Goldman Sachs economists have predicted that the country will defy consensus expectations in 2024, projecting the GDP growth rate will be above 2 percent. The consensus put together by Bloomberg pencils in 1 percent for the year. Looking ahead, Goldman Sachs outlined the main factors affecting the economic landscape: strong consumer spending, slower business investment, weak existing home sales, flat government spending, and depressed exports and easing imports.

“It was fair to wonder last year whether labor market overheating and an at times unsettling high inflation mindset could be reversed painlessly,” David Mericle, Goldman Sachs Research chief U.S. economist, wrote in the bank’s 2024 economic outlook. “But these problems now look largely solved, the conditions for inflation to return to target are in place, and the heaviest blows from monetary and fiscal tightening are well behind us.”

However, JPMorgan Chase has said the U.S. economy will “walk the line between a slight expansion and contraction for much of next year, also known as a soft landing.”

The bank economists forecast a below-trend pace of 0.7 percent in 2024.

Ipek Ozkardeskaya, a senior analyst at Swissquote Bank, argued that the Fed’s policy rate decisions might play a significant role in the outlook for next year.

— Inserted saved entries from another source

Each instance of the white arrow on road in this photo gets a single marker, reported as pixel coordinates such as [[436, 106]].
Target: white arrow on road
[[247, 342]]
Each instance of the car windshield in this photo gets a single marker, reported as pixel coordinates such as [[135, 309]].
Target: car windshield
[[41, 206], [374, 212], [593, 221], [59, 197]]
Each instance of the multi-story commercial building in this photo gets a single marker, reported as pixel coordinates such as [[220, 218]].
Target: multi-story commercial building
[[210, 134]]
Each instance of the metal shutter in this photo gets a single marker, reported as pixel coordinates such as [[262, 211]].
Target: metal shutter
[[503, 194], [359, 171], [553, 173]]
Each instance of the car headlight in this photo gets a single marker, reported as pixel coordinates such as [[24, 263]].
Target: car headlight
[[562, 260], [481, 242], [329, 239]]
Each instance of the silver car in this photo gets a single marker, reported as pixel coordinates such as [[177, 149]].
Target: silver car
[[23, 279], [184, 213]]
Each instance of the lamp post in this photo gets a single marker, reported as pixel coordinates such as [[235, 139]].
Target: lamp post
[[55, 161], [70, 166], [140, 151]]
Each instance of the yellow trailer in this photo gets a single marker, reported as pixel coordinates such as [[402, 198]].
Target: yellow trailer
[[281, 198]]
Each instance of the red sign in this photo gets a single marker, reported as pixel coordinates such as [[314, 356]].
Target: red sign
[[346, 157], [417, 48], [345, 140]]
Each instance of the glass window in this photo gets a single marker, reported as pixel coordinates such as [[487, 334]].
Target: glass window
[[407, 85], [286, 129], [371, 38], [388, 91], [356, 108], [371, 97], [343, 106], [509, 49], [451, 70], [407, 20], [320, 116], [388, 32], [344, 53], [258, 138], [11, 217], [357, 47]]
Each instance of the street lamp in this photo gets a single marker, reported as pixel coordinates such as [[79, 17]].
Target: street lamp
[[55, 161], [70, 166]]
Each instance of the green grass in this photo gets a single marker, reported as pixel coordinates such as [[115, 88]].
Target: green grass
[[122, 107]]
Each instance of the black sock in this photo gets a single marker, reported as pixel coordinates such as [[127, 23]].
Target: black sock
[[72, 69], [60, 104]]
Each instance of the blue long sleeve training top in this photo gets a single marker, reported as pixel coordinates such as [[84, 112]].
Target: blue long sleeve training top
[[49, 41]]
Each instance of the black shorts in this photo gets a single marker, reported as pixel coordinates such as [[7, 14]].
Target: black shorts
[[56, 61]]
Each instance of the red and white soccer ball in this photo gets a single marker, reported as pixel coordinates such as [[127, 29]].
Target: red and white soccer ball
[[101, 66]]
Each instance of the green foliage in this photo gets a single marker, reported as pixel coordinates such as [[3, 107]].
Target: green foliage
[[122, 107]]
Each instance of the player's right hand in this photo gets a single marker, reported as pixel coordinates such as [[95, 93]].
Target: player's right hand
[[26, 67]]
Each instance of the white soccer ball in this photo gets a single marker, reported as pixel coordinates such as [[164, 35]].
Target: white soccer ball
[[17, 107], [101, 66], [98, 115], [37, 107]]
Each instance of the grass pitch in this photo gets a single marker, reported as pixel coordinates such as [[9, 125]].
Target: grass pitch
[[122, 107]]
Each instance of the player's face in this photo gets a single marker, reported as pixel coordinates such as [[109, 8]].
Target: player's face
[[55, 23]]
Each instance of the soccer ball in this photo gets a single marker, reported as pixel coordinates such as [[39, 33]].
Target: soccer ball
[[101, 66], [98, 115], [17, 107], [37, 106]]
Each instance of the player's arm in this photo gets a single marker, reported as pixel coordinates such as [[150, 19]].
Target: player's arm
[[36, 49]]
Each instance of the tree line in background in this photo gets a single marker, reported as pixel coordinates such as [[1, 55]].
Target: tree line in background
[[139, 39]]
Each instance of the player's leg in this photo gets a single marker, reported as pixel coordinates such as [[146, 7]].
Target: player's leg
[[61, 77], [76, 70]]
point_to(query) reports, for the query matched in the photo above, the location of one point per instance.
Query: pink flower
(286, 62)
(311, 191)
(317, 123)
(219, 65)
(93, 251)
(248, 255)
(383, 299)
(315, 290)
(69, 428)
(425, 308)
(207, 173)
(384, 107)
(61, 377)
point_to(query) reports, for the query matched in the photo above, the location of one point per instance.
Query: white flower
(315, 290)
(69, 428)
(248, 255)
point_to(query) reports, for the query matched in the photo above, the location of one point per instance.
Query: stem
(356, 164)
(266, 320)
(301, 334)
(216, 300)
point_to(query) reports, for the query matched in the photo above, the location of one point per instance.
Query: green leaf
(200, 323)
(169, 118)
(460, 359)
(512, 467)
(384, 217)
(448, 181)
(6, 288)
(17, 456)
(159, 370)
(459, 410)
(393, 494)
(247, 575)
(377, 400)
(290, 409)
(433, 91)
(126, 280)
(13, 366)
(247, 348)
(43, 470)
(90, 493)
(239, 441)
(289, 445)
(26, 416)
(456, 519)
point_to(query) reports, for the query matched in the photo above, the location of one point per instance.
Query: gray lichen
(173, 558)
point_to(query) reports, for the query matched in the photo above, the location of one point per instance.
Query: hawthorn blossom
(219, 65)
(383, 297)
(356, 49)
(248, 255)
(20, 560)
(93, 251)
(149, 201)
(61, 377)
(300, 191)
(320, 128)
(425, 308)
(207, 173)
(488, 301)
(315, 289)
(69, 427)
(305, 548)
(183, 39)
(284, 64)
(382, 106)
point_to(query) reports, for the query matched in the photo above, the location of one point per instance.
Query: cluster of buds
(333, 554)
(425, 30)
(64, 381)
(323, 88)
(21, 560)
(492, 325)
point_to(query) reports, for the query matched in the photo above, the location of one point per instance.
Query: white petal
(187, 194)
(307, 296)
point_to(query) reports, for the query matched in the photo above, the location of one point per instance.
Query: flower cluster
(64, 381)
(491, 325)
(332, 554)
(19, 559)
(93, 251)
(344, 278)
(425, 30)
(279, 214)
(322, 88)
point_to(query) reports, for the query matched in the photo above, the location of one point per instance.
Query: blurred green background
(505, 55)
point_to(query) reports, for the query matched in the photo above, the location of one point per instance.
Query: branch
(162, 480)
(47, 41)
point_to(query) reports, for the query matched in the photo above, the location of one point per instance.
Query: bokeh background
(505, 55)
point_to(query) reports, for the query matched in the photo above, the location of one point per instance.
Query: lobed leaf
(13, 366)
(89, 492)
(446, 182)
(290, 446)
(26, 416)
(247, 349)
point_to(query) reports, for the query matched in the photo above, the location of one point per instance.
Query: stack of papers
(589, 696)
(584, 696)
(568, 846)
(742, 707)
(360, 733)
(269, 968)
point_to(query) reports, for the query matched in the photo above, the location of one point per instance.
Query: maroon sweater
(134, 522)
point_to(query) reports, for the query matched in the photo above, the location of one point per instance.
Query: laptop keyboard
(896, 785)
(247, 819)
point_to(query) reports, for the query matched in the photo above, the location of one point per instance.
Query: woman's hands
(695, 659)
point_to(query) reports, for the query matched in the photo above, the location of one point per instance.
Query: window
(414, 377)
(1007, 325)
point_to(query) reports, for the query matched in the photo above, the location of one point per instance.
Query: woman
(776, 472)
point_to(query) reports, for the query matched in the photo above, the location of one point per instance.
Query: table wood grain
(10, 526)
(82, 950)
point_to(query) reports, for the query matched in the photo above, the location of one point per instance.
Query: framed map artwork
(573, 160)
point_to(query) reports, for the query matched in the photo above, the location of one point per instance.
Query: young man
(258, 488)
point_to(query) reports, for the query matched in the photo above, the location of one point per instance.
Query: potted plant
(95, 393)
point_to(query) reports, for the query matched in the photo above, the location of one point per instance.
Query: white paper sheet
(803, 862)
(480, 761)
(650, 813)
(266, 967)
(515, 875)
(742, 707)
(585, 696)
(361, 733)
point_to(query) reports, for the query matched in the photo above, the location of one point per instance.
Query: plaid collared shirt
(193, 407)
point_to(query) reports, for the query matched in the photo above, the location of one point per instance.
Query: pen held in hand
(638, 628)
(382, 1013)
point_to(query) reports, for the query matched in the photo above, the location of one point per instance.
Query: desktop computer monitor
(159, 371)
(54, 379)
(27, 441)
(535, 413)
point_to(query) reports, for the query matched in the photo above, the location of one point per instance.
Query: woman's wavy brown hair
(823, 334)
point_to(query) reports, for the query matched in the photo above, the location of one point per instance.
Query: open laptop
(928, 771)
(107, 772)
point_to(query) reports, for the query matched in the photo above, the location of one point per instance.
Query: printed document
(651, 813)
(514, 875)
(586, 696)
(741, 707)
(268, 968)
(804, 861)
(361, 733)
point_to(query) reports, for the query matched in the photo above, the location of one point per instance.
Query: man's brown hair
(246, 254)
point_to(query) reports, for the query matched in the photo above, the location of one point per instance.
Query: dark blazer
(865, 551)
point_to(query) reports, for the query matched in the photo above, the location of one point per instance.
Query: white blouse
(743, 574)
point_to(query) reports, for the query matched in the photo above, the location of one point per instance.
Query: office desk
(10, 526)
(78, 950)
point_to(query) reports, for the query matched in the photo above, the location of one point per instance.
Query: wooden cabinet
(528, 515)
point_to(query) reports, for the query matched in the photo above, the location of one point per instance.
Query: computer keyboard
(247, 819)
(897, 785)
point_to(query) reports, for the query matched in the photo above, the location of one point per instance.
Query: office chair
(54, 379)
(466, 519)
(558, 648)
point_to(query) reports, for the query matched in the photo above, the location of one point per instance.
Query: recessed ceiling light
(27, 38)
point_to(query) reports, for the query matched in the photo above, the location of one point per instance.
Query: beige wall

“Either the U.S. economy will do fine, and the Fed won’t start cutting rates in March or we will see a sharp slowdown in the U.S. growth, and a potentially deteriorating growth outlook will force the Fed to start cutting the rates in Q1 and cut thoroughly,” she said in a research note.

Meanwhile, in the year’s final quarter, the Federal Reserve Bank of Atlanta’s GDPNow model estimate suggests 2.6 percent growth, up from as low as 1.2 percent earlier this month.